Discussion ce matin avec Louise qui me confie en des mots crus qu’elle trouve tout particulièrement débile l’exercice qu’elle a dû se coltiner il y a peu, visant à distinguer les différentes catégories que la langue met à notre disposition pour organiser le désordre apparent du monde. Le mot gourmand est-il un nom ou un adjectif  ? Et le mot marcher  ? Et le mot ridicule  ? Elle me convainc assez rapidement que cet exercice l’était bel et bien. Elle me raconte alors la visite que son école a organisé au Musée des Beaux-Arts de Lausanne qui présente une exposition  : Incongru. Quand l’art fait rire. A nouveau elle ne ménage pas ses mots et s’emporte, révoltée. Un des travaux présentés l’a particulièrement scandalisée  : Le monsieur écrit sur tout le mur la même phrase, comme une punition, « je ne ferai plus jamais de l’art ennuyeux ». C’est ridicule, tu trouves pas  ?
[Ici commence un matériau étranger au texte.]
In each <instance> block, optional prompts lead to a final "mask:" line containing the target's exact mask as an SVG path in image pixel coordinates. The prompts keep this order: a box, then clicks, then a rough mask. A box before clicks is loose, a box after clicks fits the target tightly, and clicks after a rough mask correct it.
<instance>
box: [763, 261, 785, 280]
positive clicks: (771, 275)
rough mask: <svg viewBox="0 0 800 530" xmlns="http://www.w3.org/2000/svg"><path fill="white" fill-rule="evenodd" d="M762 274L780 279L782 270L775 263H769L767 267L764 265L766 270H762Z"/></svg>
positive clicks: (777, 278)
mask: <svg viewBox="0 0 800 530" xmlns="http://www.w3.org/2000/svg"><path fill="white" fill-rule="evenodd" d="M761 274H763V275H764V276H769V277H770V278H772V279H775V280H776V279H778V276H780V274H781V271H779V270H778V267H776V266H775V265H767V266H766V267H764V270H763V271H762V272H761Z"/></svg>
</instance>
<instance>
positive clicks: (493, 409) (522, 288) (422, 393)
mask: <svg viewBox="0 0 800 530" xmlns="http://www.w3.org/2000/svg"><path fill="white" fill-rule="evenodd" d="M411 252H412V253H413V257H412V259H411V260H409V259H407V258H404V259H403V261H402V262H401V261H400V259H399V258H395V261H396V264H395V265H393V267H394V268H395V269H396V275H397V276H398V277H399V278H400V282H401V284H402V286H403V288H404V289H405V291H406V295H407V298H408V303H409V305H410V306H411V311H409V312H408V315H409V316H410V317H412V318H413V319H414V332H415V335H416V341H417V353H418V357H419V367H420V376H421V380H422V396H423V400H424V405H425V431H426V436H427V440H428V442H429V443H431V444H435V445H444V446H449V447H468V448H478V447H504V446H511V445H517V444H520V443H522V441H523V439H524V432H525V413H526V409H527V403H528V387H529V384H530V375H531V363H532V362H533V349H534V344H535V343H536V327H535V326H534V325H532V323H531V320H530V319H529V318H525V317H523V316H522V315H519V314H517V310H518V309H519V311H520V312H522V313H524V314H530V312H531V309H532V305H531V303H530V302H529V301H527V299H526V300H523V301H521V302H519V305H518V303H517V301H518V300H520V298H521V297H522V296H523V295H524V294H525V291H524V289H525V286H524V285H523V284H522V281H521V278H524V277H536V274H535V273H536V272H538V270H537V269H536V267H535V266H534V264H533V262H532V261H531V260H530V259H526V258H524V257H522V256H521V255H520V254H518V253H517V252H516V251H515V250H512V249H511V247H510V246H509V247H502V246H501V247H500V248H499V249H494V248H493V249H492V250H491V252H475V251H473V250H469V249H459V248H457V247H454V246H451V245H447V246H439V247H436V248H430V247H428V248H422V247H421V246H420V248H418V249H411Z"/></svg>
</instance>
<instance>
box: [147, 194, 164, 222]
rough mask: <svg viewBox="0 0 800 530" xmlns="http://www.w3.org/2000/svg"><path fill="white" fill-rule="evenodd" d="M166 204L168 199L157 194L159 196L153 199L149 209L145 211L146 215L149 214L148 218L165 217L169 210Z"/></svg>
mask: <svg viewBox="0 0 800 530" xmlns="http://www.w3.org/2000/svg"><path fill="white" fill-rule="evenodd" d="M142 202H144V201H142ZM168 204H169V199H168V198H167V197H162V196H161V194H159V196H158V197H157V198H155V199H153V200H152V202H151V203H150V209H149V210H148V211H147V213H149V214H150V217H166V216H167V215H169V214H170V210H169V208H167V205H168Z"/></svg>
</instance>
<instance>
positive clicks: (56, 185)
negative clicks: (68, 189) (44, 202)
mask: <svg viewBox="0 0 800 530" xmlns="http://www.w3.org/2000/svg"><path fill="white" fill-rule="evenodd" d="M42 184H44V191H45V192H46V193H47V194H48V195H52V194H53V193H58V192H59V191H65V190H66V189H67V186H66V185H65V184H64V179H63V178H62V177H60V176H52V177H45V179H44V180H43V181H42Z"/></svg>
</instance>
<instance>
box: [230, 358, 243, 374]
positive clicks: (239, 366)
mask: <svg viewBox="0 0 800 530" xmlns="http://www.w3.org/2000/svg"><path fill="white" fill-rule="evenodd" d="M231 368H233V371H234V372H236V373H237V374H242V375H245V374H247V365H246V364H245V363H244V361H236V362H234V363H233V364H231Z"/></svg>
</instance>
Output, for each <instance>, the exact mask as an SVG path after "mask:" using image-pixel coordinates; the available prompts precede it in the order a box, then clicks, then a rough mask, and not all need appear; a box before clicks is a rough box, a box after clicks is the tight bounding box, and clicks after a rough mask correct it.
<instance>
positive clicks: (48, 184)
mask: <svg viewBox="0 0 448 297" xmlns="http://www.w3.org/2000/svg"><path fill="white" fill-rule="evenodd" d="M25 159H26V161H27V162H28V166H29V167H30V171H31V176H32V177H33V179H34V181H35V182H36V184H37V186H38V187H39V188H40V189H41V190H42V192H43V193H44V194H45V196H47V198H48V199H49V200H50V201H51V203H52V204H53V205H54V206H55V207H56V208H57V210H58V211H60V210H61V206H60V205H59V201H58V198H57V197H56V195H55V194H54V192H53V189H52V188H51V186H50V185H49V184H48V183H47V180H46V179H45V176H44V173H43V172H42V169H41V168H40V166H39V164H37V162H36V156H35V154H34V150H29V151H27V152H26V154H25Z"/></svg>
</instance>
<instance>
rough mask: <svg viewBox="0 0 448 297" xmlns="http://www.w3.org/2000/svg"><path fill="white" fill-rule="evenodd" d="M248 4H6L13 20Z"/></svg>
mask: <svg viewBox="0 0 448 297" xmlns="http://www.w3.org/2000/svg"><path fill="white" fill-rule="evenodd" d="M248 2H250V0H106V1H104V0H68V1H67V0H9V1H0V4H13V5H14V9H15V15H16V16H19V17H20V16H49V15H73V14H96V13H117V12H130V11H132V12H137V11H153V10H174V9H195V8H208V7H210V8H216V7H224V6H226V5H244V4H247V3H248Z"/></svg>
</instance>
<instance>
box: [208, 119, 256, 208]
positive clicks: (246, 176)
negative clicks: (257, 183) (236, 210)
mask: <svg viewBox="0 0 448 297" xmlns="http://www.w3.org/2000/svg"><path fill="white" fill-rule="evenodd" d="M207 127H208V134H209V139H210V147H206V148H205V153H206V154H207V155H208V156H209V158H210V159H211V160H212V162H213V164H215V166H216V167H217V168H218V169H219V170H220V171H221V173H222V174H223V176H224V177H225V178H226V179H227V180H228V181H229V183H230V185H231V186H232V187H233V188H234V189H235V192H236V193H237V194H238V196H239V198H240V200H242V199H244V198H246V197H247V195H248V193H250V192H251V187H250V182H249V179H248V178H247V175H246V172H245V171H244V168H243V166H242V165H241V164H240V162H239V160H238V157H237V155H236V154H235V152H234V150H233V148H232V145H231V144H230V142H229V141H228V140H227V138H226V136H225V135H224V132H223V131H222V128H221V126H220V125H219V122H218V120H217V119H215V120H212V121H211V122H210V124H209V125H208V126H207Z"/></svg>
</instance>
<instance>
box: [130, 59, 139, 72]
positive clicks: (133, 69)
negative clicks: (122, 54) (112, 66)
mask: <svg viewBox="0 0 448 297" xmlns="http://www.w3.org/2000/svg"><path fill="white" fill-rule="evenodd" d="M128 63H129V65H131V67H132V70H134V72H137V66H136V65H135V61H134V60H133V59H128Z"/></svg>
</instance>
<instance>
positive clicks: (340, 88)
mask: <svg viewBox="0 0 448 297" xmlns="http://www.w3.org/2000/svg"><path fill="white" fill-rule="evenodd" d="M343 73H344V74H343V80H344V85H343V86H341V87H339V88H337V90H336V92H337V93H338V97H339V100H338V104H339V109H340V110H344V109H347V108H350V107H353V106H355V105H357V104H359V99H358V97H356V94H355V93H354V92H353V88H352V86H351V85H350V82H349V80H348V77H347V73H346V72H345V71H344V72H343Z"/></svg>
Les frondaisons des arbres du verger ont fini de brûler, leurs cendres se sont mêlées aux lichens des vieilles branches, l’eau manque dans la souille des sangliers. A la lisière, deux feuillus et un mélèze jettent les dernières hautes flammes, cela fait quelques semaines déjà qu’on attend les mauvais jours qui ne viennent pas, je le dis tout bas, on n’est pas pressés, c’est tout ça de gagné sur l’hiver, sots de s’en attrister, tard pour s’en inquiéter.


On entend les rires du refuge des Censières jusqu’à la Moille Saugeon. C’est une clairière au milieu de laquelle on a construit, dispersés de tout, une habitation et un rural qui ont flambé une nuit de l’hiver 1941. Il reste l’essentiel, une fontaine et un abri. Dès cet instant, on croise l’avant-garde de la foule multicolore qui s’extrait chaque dimanche de la ville.
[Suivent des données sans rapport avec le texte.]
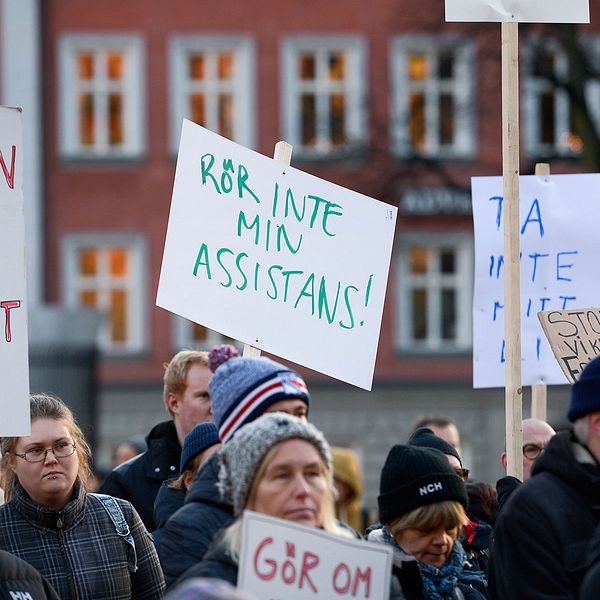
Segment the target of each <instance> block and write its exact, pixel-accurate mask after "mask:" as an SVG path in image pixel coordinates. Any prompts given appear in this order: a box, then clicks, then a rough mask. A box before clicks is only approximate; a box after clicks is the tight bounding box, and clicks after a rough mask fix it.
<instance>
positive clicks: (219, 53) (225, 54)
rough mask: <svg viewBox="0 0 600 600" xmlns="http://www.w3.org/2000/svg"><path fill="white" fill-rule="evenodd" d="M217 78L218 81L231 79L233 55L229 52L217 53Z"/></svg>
mask: <svg viewBox="0 0 600 600" xmlns="http://www.w3.org/2000/svg"><path fill="white" fill-rule="evenodd" d="M218 76H219V79H231V78H232V77H233V54H232V53H231V52H219V56H218Z"/></svg>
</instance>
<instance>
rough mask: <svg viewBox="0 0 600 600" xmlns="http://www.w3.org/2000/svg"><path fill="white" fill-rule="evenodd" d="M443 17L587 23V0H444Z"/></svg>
mask: <svg viewBox="0 0 600 600" xmlns="http://www.w3.org/2000/svg"><path fill="white" fill-rule="evenodd" d="M446 21H465V22H470V21H489V22H501V21H505V22H510V21H515V22H521V23H589V22H590V7H589V0H570V1H568V2H565V0H446Z"/></svg>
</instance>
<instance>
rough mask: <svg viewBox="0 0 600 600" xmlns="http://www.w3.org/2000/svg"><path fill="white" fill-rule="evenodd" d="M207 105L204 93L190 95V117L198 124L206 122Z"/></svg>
mask: <svg viewBox="0 0 600 600" xmlns="http://www.w3.org/2000/svg"><path fill="white" fill-rule="evenodd" d="M205 110H206V107H205V103H204V94H192V95H191V96H190V118H191V120H192V121H194V123H197V124H198V125H204V124H205V123H206V112H205Z"/></svg>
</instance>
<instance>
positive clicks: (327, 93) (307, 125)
mask: <svg viewBox="0 0 600 600" xmlns="http://www.w3.org/2000/svg"><path fill="white" fill-rule="evenodd" d="M365 52H366V51H365V45H364V42H363V40H362V39H361V38H356V37H345V36H339V37H336V36H332V37H322V36H306V37H290V38H287V39H286V40H284V42H283V61H282V68H283V70H282V81H283V94H284V96H283V107H284V136H285V139H286V141H288V142H289V143H290V144H292V145H293V147H294V155H295V156H296V157H297V156H298V155H300V157H302V158H312V157H314V158H317V157H321V156H323V155H332V156H336V155H337V156H340V155H341V156H344V155H347V154H349V153H352V152H353V151H356V150H357V149H358V150H359V149H361V148H362V147H364V145H365V141H366V128H365V77H366V73H365V71H366V62H365Z"/></svg>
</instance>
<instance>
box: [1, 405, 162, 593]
mask: <svg viewBox="0 0 600 600" xmlns="http://www.w3.org/2000/svg"><path fill="white" fill-rule="evenodd" d="M30 405H31V434H30V435H28V436H22V437H4V438H2V444H1V449H2V455H3V458H2V461H3V466H4V469H3V479H4V492H5V496H6V504H4V505H3V506H1V507H0V548H1V549H3V550H6V551H8V552H11V553H12V554H15V555H16V556H19V557H20V558H22V559H24V560H25V561H27V562H28V563H30V564H31V565H33V566H34V567H35V568H36V569H37V570H38V571H39V572H40V573H41V574H42V575H43V576H44V577H46V579H47V580H48V581H49V582H50V583H51V584H52V586H53V587H54V588H55V590H56V591H57V592H58V594H59V596H60V597H61V598H62V600H69V599H72V600H75V599H77V598H94V600H102V599H106V600H109V599H110V600H120V599H122V600H125V599H129V598H137V599H142V598H143V599H154V598H161V597H162V595H163V591H164V579H163V574H162V571H161V568H160V564H159V562H158V557H157V555H156V550H155V549H154V545H153V543H152V538H151V537H150V535H149V534H148V532H147V531H146V529H145V527H144V525H143V523H142V521H141V519H140V518H139V516H138V514H137V513H136V512H135V509H134V508H133V507H132V506H131V504H129V503H128V502H126V501H124V500H119V499H114V498H112V497H110V496H105V497H101V496H98V495H95V494H88V493H87V492H86V489H85V482H86V480H87V478H88V476H89V474H90V467H89V461H90V448H89V446H88V445H87V443H86V441H85V438H84V436H83V433H82V431H81V429H80V428H79V426H78V425H77V423H76V422H75V419H74V418H73V414H72V413H71V411H70V410H69V409H68V408H67V406H66V405H65V404H64V403H63V402H62V401H61V400H59V399H57V398H54V397H52V396H49V395H46V394H38V395H34V396H31V400H30Z"/></svg>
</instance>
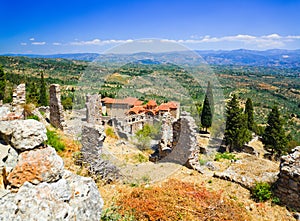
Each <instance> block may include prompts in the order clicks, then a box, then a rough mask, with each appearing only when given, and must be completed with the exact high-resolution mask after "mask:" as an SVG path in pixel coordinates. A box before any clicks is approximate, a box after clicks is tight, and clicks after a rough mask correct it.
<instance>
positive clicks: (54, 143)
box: [46, 129, 66, 152]
mask: <svg viewBox="0 0 300 221" xmlns="http://www.w3.org/2000/svg"><path fill="white" fill-rule="evenodd" d="M47 137H48V140H47V142H46V143H47V144H48V145H50V146H52V147H53V148H54V149H55V150H56V151H58V152H59V151H63V150H64V149H65V148H66V146H65V144H64V143H63V142H62V141H61V139H60V137H59V135H58V134H57V133H56V132H55V131H51V130H48V129H47Z"/></svg>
En attendant le bus, je fais la connaissance de l’héritier d’une famille de propriétaires d’hôtels en Tunisie, d’un Noir qui loge depuis longtemps déjà dans un téléphone portable et d’un adolescent qui a laissé l’avenir derrière lui et qui chante à tue-tête. On prendra ensemble le bus, puis le métro avant d’aller chacun de son côté, les pieds en captivité dans nos baskets.


Et bien, chère Louise, je suis d’accord avec toi, quand un musée décide de nous faire découvrir l’incongru et nous invite à rire, il vaut mieux serrer les dents. J’ai passé ce soir au mcb-a de Lausanne. Je ne sais pas exactement si c’est l’art qui est ridicule ou si ce sont les musées. Je penche pour la seconde solution. Comme toi, j’ai trouvé la paroi de John Baldessari ridicule. J’ai visité chacune des autres salles, croisé des gens malheureux à l’affût de ce qui pourrait les détendre un peu, rien. Pendant ce temps les gardiens du musée me surveillaient, j’étais à l’évidence un suspect, surtout que je ne fasse pas de photographies. Car personne ne doit savoir, rien ne doit sortir de ces lieux qui ne soit contrôlé. Les gardiens semblaient entraînés à défendre une ville assiégée et prêts à donner leur vie. Mais ils allaient voir ce qu’ils allaient voir, j’en ai semé un dans la grande salle, un sombre et retors, pâle comme la mort. Me suis caché derrière la foule des 25 rieurs au garde-à-vous de Yue Min Yun avec l’ambition de photographier le croque-mort au moment même où il passerait entre les Chinois, ni vu ni connu. Il a surpris mon manège et ne m’a pas lâché d’une semelle. Trop risqué, trop entraîné pour moi, trop fort, trop froid. J’ai pris peur, m’est resté que le courage de fuir.
Voilà, chère Louise, une exposition qui montre encore une fois que l’art est grave et que son idéal est le beau. La bienséance est sauve, tout est sous contrôle, le rire est sérieux, le diable aussi, l’ironie sous cadre et la subversion au vestiaire. En rentrant, j’ai regardé pour rire les photos du vernissage que le site du mcb-a met à disposition. Ah ça c’est sûr, on s’est marré ce jour-là.